Potential Hazards of the "Protect America Act"

Via EPIC, a who's who of security experts, including Steve Bellovin, Susan Landau, Whitfield Diffie, Matt Blaze, Peter Neumann and Jennifer Rexford released an important report in October on the Congressional rubber stamping, via the "Protect America Act", of the Bush administration's mass telephone and internet wiretapping programme. EPIC says:
"Security Experts Report on Hazards of New Surveillance Architecture

This summer's Protect America Act (PAA) temporarily authorized
warrantless surveillance of communications that Americans have with
individuals abroad. The use of this authority will require the
deployment of new interception technologies. These new technologies
raise several significant security risks.

The report identified the three most serious security risks. The experts
pointed to the danger that the system could be exploited by unauthorized
users. A Greek wiretapping system was exploited by an as yet unknown
party to listen in on government conversations. FBI documents of the DCS
3000 telephone wiretap system revealed several problems in the system's
implementation. This risk turns a surveillance system on its head.
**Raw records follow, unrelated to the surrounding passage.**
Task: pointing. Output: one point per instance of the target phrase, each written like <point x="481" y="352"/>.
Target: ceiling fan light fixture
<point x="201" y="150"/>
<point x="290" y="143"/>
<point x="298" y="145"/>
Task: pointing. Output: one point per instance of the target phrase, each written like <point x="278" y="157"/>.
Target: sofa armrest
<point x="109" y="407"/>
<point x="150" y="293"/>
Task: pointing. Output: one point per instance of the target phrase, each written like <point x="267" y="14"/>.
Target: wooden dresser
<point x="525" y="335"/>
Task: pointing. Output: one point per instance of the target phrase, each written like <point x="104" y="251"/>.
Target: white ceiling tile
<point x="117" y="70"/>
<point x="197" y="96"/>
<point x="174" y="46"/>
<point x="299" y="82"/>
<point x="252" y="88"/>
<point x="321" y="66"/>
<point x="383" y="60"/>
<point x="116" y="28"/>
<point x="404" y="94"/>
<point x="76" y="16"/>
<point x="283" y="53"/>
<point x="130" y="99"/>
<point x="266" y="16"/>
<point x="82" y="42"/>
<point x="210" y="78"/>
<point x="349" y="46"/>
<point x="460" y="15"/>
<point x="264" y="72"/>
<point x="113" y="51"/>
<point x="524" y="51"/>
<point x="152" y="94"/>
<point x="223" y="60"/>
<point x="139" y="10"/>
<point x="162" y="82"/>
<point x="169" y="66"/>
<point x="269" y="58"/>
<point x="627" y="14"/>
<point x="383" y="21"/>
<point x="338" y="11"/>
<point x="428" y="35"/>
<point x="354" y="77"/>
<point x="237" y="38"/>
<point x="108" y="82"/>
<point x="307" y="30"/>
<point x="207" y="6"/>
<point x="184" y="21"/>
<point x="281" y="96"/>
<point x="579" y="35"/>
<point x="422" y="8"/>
Another risk is the misuse by a trusted insider. Someone with access to
the system could use it for improper purposes. Robert Hanssen abused his
access to FBI systems to steal information and to track investigations
of him. Recently a treasury agent was indicted for using the Treasury
Enforcement Communications System (TECS) in order to stalk his former

The third major risk is misuse by the US government. Watergate era
investigations revealed wiretaps of Congressional staff, supreme court
justices. These abuses also targeted non-violent activists such as
Martin Luther King, the American Friends Service Committee and the
National Association for the Advancement of Colored People.

The security experts provide key recommendations to guard against these
risks. First is minimization. Decreasing the number of interception
points simplifies security problems. Experts also recommend that
architecture be developed with communications carriers, maintaining them
as a check on government activity. Finally they recommend independent
oversight, with regular detailed reporting.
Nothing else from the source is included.